La MAS gérée par l’AIPEI a poursuivi ses activités jusqu’à la vidéo de juin 2019 et le scandale public de sa publication entraînant la mise sous administration provisoire puis le transfert au Groupe SOS en février 2020. « Il a affecté une directrice provisoire pour essayer de remettre la structure sur les rails, reprend Isabelle Casteret, pour vérifier les qualifications et stabiliser les personnels. Une nouvelle directrice est en poste depuis le 1er mars mais mutualisée avec d’autres établissements. » Le Groupe SOS précise qu’il appartient aux directeurs d’établissements de vérifier la qualification, les antécédents et diplômes des embauchés, leur demande le bulletin n°3 du casier judiciaire mais ils ne requièrent pas la consultation du fichier des auteurs d’infractions sexuelles ou violentes (Fijais) : « Dans le contrat de travail, nous mentionnons que le salarié atteste n’avoir aucune condamnation aux casiers judiciaires B2 et B3, et qu’il s’engage à informer le Groupe SOS, dans le cas où une condamnation venait s’y inscrire. » Il précise que 20% de l’effectif de la MAS Virginie a été renouvelé et que les « personnes embauchées sont toutes diplômées et ont toutes une expérience des troubles du spectre autistique ».

La parole des autres ne compte pas

Tédrick, brûlure de cigarette au pied droit

Pourquoi a-t-il fallu attendre la publication d’une vidéo pour que le ménage soit fait dans cet établissement ? « J’ai assisté il y a longtemps à une conférence sur le mieux-être des personnes handicapées, avant la loi du 2 janvier 2002, explique Hélène Ripolli. J’avais à l’époque récupéré mon fils après qu’il ait subi des maltraitances dans un établissement médico-social qui l’accueillait à cette époque, qui se sont terminées par un non-lieu en 2000. Dans cette conférence, un juge évoquait la parole des personnes vulnérables : voilà le problème avec vos enfants, ils ne parlent pas normalement, ne répondent pas forcément à la question qu’on pose. C’est pour cela que les plaintes n’aboutissent pas, à cause de leur parole, leur élocution.

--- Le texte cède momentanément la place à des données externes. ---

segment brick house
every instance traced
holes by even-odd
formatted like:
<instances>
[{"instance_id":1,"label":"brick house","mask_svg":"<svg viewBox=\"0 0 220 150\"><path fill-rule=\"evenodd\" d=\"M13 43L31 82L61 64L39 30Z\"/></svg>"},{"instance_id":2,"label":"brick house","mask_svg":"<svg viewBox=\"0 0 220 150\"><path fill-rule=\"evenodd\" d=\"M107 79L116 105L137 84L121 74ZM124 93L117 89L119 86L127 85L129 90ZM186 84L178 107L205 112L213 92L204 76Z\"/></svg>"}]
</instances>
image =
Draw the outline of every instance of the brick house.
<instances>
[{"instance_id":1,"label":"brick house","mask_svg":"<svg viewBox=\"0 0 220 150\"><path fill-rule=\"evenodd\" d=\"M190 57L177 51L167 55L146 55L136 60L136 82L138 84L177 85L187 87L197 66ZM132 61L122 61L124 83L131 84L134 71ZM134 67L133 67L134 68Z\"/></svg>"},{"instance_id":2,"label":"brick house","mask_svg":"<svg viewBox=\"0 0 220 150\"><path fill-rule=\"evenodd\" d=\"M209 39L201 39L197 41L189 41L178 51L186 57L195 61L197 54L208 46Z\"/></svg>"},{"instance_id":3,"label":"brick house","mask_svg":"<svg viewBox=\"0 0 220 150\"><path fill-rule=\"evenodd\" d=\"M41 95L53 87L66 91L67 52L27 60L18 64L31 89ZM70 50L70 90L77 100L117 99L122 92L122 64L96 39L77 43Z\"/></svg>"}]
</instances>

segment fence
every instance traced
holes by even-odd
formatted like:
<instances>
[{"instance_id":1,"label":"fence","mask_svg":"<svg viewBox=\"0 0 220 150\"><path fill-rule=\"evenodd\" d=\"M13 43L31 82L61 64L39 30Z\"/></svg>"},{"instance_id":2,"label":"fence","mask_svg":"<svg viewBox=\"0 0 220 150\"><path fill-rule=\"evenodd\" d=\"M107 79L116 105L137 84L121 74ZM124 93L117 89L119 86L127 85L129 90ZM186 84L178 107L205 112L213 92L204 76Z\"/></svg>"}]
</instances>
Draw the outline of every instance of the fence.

J’étais abasourdie. » Isabelle Casteret l’a directement vécu : « Lorsque j’ai porté plainte à Bondy, le policier m’a dit : les usagers ne parlent pas. Je suis revenue avec ma fille pour qu’il constate. Elle lui a répondu avec ses mots, en disant qu’ils étaient méchants, qu’ils tapaient. Le policier l’a consigné sans que cela puisse porter préjudice à la procédure, en la laissant parler. Il a reconnu qu’il n’était pas formé pour cela. Le fils de Madame François parle, mais la parole de nos enfants ne compte pas. Le personnel n’est jamais mis en cause. C’est la vidéo sur Tédrick qui a fait tout exploser, amenant le juge de Bobigny à évoquer un dossier énorme qui est un vrai panier de crabes. » Ce dont Hélène Ripolli tire cette leçon : « Les vidéos, les réseaux sociaux, merci ! Mais c’est quand même terrible. »

Laurent Lejard, mars 2021.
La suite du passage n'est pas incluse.